1907年生:188cm・81kg:右投先発
1932年~1948年:SeamheadsBaseball Reference

1937年・30歳でカンザスシティ・モナークズに入団すると、ニグロリーグから離れ中南米(ドミニカ、プエルトリコ、メキシコ等)でプレーしていたサチェル・ペイジに代わりニグロリーグNo.1ピッチャーの座を獲得。
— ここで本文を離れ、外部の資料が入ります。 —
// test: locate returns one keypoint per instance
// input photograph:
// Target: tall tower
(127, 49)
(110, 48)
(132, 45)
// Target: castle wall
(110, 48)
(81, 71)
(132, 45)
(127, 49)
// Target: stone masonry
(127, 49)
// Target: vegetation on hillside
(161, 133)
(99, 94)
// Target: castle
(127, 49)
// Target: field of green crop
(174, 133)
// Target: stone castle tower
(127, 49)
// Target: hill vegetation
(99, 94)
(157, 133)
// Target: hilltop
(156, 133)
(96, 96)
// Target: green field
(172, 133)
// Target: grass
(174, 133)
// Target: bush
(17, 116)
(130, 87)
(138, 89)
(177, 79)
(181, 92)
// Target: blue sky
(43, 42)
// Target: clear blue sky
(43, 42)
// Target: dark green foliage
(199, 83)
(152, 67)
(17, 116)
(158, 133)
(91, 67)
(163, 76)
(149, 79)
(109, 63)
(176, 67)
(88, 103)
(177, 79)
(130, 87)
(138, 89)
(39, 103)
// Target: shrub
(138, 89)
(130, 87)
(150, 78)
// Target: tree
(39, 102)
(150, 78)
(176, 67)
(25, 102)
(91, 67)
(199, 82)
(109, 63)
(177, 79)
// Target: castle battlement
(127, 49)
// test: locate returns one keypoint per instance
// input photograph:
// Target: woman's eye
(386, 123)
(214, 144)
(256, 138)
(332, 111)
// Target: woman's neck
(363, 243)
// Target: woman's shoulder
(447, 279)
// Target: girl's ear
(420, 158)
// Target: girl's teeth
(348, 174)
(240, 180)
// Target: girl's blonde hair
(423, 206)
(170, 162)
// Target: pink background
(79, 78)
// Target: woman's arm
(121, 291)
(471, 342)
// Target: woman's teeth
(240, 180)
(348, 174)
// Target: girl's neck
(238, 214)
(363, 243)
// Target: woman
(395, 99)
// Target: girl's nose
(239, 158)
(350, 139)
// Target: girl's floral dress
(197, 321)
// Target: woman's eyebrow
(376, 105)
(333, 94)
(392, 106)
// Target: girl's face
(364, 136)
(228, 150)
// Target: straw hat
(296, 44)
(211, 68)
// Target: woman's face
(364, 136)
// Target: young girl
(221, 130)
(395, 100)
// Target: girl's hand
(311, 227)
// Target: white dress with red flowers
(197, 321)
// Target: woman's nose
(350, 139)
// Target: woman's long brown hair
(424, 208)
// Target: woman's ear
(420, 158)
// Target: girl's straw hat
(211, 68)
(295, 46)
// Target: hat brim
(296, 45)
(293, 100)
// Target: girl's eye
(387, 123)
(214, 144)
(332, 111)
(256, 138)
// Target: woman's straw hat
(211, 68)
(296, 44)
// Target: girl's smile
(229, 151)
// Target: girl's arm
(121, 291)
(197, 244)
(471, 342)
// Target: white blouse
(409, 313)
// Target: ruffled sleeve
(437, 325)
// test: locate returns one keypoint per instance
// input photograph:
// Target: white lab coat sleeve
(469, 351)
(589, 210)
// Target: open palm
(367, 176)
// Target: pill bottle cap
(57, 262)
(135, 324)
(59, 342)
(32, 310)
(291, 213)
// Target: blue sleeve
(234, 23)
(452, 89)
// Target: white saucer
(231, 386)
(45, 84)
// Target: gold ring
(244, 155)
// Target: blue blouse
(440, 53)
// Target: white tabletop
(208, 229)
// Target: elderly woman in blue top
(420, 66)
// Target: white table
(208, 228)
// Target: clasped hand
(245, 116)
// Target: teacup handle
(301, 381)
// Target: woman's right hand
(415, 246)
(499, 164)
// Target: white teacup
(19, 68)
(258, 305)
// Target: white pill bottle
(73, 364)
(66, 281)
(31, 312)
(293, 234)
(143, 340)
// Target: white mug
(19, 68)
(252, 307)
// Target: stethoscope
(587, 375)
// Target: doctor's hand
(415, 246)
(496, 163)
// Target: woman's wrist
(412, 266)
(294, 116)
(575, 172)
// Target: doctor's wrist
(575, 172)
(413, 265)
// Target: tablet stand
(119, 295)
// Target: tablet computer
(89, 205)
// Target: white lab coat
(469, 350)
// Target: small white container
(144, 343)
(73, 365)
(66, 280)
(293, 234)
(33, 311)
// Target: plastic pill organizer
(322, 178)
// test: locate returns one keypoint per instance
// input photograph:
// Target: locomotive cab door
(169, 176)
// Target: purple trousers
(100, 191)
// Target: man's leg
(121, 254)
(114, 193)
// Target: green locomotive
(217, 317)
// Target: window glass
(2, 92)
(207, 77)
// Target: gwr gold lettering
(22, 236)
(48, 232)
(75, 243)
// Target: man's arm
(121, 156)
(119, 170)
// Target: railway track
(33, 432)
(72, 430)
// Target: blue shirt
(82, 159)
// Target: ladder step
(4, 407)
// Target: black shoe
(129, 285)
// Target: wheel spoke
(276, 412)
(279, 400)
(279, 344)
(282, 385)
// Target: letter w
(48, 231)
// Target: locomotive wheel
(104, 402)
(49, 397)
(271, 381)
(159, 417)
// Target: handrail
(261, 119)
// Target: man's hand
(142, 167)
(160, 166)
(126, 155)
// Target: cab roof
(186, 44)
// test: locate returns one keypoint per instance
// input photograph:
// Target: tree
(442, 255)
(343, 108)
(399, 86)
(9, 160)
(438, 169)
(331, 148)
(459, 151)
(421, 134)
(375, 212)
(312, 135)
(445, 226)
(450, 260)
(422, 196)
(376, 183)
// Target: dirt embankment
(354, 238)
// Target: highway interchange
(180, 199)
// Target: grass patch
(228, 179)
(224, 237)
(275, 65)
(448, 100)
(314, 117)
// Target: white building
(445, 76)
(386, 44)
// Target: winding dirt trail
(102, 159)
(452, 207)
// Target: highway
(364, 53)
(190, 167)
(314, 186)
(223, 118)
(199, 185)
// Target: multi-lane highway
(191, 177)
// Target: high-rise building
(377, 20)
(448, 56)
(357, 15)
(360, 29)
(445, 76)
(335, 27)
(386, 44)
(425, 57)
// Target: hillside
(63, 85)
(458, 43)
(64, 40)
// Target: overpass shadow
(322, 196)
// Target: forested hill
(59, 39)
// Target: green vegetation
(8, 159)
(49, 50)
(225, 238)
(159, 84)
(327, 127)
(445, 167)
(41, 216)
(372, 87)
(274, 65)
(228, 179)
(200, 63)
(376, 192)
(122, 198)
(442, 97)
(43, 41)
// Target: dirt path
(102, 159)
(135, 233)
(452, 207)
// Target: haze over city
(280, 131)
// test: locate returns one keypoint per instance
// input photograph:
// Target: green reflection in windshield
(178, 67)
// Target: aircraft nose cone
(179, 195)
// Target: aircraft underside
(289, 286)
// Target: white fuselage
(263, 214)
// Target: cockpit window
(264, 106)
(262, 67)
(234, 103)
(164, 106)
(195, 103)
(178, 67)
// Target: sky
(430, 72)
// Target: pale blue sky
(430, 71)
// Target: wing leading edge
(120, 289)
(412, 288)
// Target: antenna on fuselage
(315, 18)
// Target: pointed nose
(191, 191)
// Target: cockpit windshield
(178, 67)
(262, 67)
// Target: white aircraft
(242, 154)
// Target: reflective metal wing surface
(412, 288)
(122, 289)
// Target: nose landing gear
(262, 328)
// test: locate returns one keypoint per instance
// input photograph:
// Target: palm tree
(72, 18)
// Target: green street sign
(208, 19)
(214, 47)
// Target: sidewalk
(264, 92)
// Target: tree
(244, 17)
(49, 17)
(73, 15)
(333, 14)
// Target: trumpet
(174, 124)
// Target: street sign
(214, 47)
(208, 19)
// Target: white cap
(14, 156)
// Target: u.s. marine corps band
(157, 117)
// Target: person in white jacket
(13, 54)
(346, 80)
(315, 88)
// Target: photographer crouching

ニグロリーグ定着が非常に遅かっただけでなく30代中盤に腕の故障と第2次世界大戦従軍が重なったことにより通算成績は伸びなかったものの、その太く短い活躍を評価され2001年には殿堂入りも果たしました。

選手特徴・プレースタイル

オーバースローとサイドスローを使い分け、球界最高とも言われた魔球カーブを武器に。本人曰くその中でも変化量大小2種類のカーブがあり、変化量が小さいほうのカーブは後のスライダーであったとのこと。

リリーフ登板の割合の高さも特徴的か。



第17位:ピート・ヒル

1882年生:175cm・77kg:右投左打:センター
1905年~1925年:SeamheadsBaseball Reference

同時代にMLBで活躍していたタイ・カッブやトリス・スピーカーと比較された好守好打のセンター。オスカー・チャールストンのデビューまでニグロリーグ最高の外野手として君臨し、1911年にはシーズン出場116試合中115試合でヒットを放ったとのエピソードも。

選手特徴・プレースタイル

デッドボール時代にプレーしたため長打数こそ少ないものの、同時代の選手と比較すればホームラン数・長打率等はニグロリーグ界のトップを競う強打者。また、守備走塁でもトップクラスの実力を誇り、カッブやスピーカとの比較にも納得がいくようなオールラウンドプレーヤーでした。

短気な性格が玉に瑕。



第16位:ビル・フォスター

1904年生:185cm・88kg:左投先発
1923年~1937年:SeamheadsBaseball Reference

ニグロリーグの父であるルーブ・フォスターの継兄弟。ルーブ・フォスターもニグロリーグ誕生前~創成期のNo.1投手として活躍した名選手ですが、ビル・フォスターはそのルーブを上回るパフォーマンスを披露。1920年代ニグロリーグにおいてバレット・ジョー・ローガンと1・2位を争う投球内容を見せ、ビル・ジェームズにはニグロリーグ年間最優秀投手に3度も選ばれています。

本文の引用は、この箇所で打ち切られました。